If I look at efficiency, because our CFO will look into efficiency when it comes to AI, there is a massive, massive saving of potential expense that is coming in Iraq, just for everyone to understand. Call centers are for free. The appetite for customers to call is high. With Laila, with the implementation of Laila, we've been able to avoid major costs coming into that by increasing our customer agents to support the growth of the customer base. If I look at network today, AI is changing the way we're doing maintenance. Right now, we have a prediction model within the AI that predicts failure on networks. This shifted the whole way of our operation. Right now, we're not just doing preventive. We're following the prediction. The success rate of the prediction is almost 80%. This is extremely powerful.

The way we're doing our business right now is shifting from a scheduled type of preventive maintenance into a proactive type of preventive maintenance that goes to the site with high prediction of failure.

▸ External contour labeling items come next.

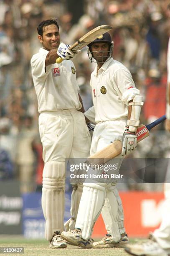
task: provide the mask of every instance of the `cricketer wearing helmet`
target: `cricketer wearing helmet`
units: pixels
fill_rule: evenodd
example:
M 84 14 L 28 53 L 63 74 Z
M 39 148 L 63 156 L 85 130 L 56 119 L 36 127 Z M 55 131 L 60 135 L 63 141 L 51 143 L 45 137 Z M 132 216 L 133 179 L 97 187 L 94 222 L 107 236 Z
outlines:
M 123 156 L 137 146 L 135 135 L 140 125 L 143 105 L 140 91 L 135 88 L 129 70 L 112 57 L 113 42 L 108 33 L 88 46 L 91 61 L 97 63 L 91 74 L 94 106 L 85 113 L 90 120 L 95 118 L 90 155 L 103 149 L 114 140 L 122 142 L 122 156 L 117 159 L 117 173 Z M 73 244 L 85 248 L 92 247 L 89 240 L 93 227 L 102 211 L 108 231 L 107 236 L 94 243 L 94 248 L 123 247 L 128 242 L 124 227 L 121 200 L 116 182 L 95 183 L 89 179 L 84 183 L 75 229 L 63 232 L 61 236 Z M 89 199 L 87 200 L 87 198 Z

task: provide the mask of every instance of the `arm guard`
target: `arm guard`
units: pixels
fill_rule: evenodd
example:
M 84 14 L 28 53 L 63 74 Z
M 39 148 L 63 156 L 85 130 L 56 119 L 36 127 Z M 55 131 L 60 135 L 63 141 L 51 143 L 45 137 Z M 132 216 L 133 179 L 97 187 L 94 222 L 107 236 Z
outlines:
M 140 112 L 143 105 L 142 99 L 142 96 L 135 96 L 133 102 L 129 104 L 129 106 L 132 105 L 132 108 L 130 119 L 127 120 L 127 125 L 129 126 L 129 131 L 131 132 L 135 133 L 140 124 Z

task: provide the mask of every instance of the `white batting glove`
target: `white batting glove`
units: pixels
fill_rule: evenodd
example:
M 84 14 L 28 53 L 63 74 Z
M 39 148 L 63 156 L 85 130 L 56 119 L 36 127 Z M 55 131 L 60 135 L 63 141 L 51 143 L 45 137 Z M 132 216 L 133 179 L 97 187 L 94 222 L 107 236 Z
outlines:
M 75 58 L 77 53 L 74 53 L 69 49 L 69 48 L 71 46 L 69 44 L 65 44 L 63 43 L 61 43 L 57 50 L 57 53 L 58 56 L 65 60 Z
M 137 147 L 137 136 L 134 133 L 130 132 L 129 126 L 126 126 L 122 138 L 122 156 L 129 155 Z
M 87 125 L 87 127 L 88 128 L 89 131 L 90 132 L 90 136 L 91 138 L 93 137 L 93 131 L 94 131 L 94 128 L 91 125 L 91 123 L 89 122 L 89 123 L 87 123 L 86 124 Z

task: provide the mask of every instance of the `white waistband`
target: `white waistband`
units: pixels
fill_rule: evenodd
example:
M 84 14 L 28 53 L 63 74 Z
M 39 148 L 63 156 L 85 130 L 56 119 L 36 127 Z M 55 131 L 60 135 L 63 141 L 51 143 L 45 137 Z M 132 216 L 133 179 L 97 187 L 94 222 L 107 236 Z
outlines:
M 71 113 L 71 112 L 78 111 L 75 108 L 70 109 L 64 109 L 63 110 L 58 110 L 56 111 L 43 111 L 40 114 L 48 114 L 49 115 L 58 115 L 58 114 L 65 114 L 66 113 Z

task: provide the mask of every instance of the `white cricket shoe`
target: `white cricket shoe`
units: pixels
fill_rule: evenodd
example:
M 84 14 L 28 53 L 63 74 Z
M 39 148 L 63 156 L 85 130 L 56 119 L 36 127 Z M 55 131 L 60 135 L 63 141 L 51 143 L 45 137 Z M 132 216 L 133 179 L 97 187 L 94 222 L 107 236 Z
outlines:
M 50 248 L 66 248 L 67 247 L 67 243 L 61 238 L 60 233 L 58 231 L 54 232 L 51 240 L 50 241 Z
M 69 231 L 63 231 L 61 237 L 71 244 L 83 248 L 91 248 L 94 242 L 93 239 L 91 238 L 88 240 L 83 239 L 81 230 L 77 228 Z
M 93 243 L 93 248 L 123 248 L 129 243 L 127 235 L 121 238 L 118 243 L 114 242 L 111 235 L 107 234 L 101 240 Z
M 132 255 L 168 256 L 168 254 L 157 243 L 150 240 L 134 244 L 128 244 L 124 250 L 126 252 Z

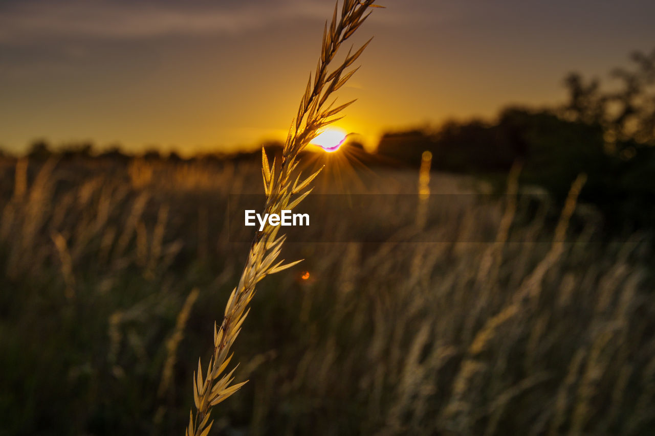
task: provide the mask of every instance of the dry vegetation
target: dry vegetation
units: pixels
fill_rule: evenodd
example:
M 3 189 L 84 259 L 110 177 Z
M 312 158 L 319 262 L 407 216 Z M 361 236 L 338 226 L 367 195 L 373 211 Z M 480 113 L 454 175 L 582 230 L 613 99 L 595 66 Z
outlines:
M 297 156 L 347 105 L 324 105 L 362 50 L 328 65 L 370 6 L 347 1 L 326 26 L 282 160 L 263 156 L 267 212 L 309 193 Z M 258 192 L 258 165 L 3 162 L 0 434 L 652 434 L 646 235 L 599 242 L 576 215 L 584 175 L 554 223 L 517 167 L 503 198 L 435 207 L 430 158 L 365 191 L 420 194 L 372 215 L 409 217 L 394 238 L 286 244 L 302 269 L 261 283 L 295 264 L 277 261 L 278 228 L 229 240 L 228 195 Z M 312 215 L 346 231 L 347 216 Z
M 227 240 L 227 194 L 258 189 L 258 172 L 3 167 L 5 433 L 179 434 L 194 356 L 248 246 Z M 233 375 L 250 382 L 215 412 L 214 430 L 649 434 L 649 246 L 601 244 L 584 228 L 569 231 L 574 243 L 535 242 L 555 230 L 524 200 L 431 209 L 438 224 L 405 229 L 418 240 L 456 235 L 449 243 L 287 244 L 310 278 L 299 266 L 260 283 L 233 347 L 242 362 Z M 380 205 L 381 220 L 395 213 Z M 495 243 L 466 242 L 483 219 Z

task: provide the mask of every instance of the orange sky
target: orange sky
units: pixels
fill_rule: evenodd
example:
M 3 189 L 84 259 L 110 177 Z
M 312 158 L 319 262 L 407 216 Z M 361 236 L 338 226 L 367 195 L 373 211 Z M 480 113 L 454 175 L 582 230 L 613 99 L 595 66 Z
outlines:
M 339 126 L 385 130 L 561 101 L 655 43 L 655 2 L 381 0 Z M 0 3 L 0 145 L 37 138 L 196 151 L 283 139 L 331 0 Z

This is giving us also a leverage on having a happy customer with us because we can predict the failure, we can fix it ahead of time, and it will increase, and it is increasing, the customer satisfaction and their loyalty to Asiacell. Okay. Now for numbers. I love this slide. This slide shows the power and the commitment and the dedication of Asiacell management to deliver shareholders' expectations and sometimes to overachieve shareholders' expectations. Here we see, for over the past years, a very strong financial result, starting by revenue growth, moving into a profitable, sustainable growth when it comes to margin.

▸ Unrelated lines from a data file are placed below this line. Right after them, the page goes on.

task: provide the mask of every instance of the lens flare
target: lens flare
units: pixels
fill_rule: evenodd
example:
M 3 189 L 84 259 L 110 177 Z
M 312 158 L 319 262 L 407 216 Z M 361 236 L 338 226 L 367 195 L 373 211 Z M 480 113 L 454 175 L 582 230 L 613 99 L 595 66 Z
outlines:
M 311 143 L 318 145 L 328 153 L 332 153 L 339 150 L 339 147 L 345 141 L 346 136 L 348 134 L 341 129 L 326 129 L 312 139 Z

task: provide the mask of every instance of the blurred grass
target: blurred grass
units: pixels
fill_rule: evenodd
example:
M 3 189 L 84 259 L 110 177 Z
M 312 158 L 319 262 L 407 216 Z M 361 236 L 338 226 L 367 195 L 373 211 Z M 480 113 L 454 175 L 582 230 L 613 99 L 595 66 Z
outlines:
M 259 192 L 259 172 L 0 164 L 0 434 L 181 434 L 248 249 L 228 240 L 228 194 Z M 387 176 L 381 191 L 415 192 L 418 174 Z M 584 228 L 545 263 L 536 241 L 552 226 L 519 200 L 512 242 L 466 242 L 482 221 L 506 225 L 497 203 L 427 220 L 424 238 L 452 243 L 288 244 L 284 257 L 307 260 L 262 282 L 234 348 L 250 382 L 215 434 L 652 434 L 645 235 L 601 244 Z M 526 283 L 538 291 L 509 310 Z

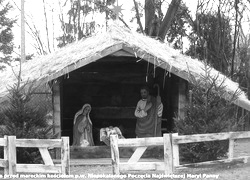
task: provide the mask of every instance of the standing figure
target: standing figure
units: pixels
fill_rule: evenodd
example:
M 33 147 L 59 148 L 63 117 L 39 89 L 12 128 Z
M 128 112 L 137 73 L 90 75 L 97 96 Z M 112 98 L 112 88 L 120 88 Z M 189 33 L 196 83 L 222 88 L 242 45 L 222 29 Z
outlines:
M 161 117 L 163 104 L 161 97 L 149 95 L 149 88 L 141 88 L 142 99 L 137 103 L 135 116 L 137 117 L 135 134 L 140 137 L 161 136 Z
M 94 146 L 92 122 L 89 117 L 91 106 L 85 104 L 74 117 L 73 146 Z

Investment and return on investment is extremely, extremely positive, with a high free cash flow coming into our shareholders. We're so proud to be part of Ooredoo Group. We're proud of having, I'm personally proud of having a great management team that have been able to sustain this solid financial result for the past years. I'm sure and confident that moving forward, we will be able to sustain such growth in the future. Thank you, everyone.

Luelle Pillay
Head of Investor Relations, Ooredoo Group

We now turn to Abdulaziz Al-Babtain, Chief Executive Officer of Ooredoo Kuwait. Ooredoo Kuwait contributes 30% of group revenue and 9% of adjusted EBITDA. Abdulaziz has been leading the operation since August 2020. The floor is yours, Abdulaziz.

Abdulaziz Al-Babtain
CEO, Ooredoo Kuwait

Assalamualaikum. Good afternoon, everyone. Welcome to Ooredoo's Capital Market Day, and I'm pleased to take you through the review of the Kuwaiti market.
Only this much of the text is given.